Higher BMI was inversely associated with all-cause mortality among the oldest-old, with each 1 kg/m2 increase in BMI correlating with a decrease in mortality risk. This inverse association extended to cause-specific mortality, including cardiovascular disease (CVD) and non-CVD mortality, indicating a protective effect of higher BMI across different causes of death.
Utilizing Mendelian randomization (MR) analysis, the study delved into causal relationships between genetically predicted BMI and mortality. The findings revealed a significant causal relationship, with each 1 kg/m2 increase in genetically predicted BMI linked to a decrease in all-cause mortality risk.
While observational analyses pointed to an inverse association between WC and all-cause mortality, MR analysis uncovered a positive causal relationship, suggesting that higher WC was associated with increased mortality risk. This disparity underscores the importance of considering both observational and causal analyses to gain a comprehensive understanding of the relationship between body composition and mortality.
Subgroup analyses further highlighted the nuanced relationship between BMI, WC, and mortality. Participants with worse functional status, cognitive impairment, chronic diseases, or ADL disability exhibited more pronounced inverse causal effects of BMI on mortality, emphasizing the differential impact of body composition across diverse subpopulations. Participants with higher BMI and lower WC demonstrated the lowest mortality risk, suggesting that a combination of higher BMI and lower WC may confer protective effects against mortality among the oldest-old.

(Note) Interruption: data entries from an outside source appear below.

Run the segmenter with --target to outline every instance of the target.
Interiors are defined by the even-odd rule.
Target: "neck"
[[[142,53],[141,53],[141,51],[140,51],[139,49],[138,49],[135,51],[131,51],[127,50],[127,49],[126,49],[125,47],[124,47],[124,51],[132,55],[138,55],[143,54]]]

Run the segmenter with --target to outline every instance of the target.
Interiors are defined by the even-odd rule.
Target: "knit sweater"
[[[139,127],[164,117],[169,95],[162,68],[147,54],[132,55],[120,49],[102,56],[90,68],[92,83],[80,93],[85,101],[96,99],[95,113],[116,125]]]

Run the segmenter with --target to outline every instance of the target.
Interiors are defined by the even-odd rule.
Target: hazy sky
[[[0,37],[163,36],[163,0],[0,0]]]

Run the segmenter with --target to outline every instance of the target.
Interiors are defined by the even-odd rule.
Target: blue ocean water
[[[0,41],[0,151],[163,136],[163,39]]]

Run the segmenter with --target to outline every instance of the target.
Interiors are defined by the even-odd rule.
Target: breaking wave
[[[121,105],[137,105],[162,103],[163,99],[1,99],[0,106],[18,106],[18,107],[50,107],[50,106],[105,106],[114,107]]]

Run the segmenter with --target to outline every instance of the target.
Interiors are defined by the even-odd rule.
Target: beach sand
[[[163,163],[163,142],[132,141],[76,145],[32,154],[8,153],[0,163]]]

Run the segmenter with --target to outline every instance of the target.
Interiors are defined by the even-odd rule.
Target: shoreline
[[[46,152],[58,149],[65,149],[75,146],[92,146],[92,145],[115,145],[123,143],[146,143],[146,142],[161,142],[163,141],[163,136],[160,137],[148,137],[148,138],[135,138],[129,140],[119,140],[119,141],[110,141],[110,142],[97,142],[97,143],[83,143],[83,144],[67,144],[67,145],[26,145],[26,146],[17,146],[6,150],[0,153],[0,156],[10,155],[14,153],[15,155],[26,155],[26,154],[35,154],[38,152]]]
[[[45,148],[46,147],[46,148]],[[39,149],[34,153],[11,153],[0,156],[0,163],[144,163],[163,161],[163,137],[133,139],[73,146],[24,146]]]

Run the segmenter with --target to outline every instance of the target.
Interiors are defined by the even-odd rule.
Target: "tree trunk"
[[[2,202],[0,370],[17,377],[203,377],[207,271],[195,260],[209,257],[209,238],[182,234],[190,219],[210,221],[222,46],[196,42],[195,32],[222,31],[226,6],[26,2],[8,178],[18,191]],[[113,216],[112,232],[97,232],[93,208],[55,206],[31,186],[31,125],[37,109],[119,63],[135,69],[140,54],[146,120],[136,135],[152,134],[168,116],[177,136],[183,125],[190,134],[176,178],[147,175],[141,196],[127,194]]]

The study's findings have significant implications for public health interventions targeting the oldest-old population. They underscore the complexity of the relationship between body composition and mortality, emphasizing the need for tailored approaches that consider individual characteristics and risk factors. Future research could explore the underlying mechanisms driving these associations and investigate potential interventions to optimize body composition and reduce mortality risk among older adults.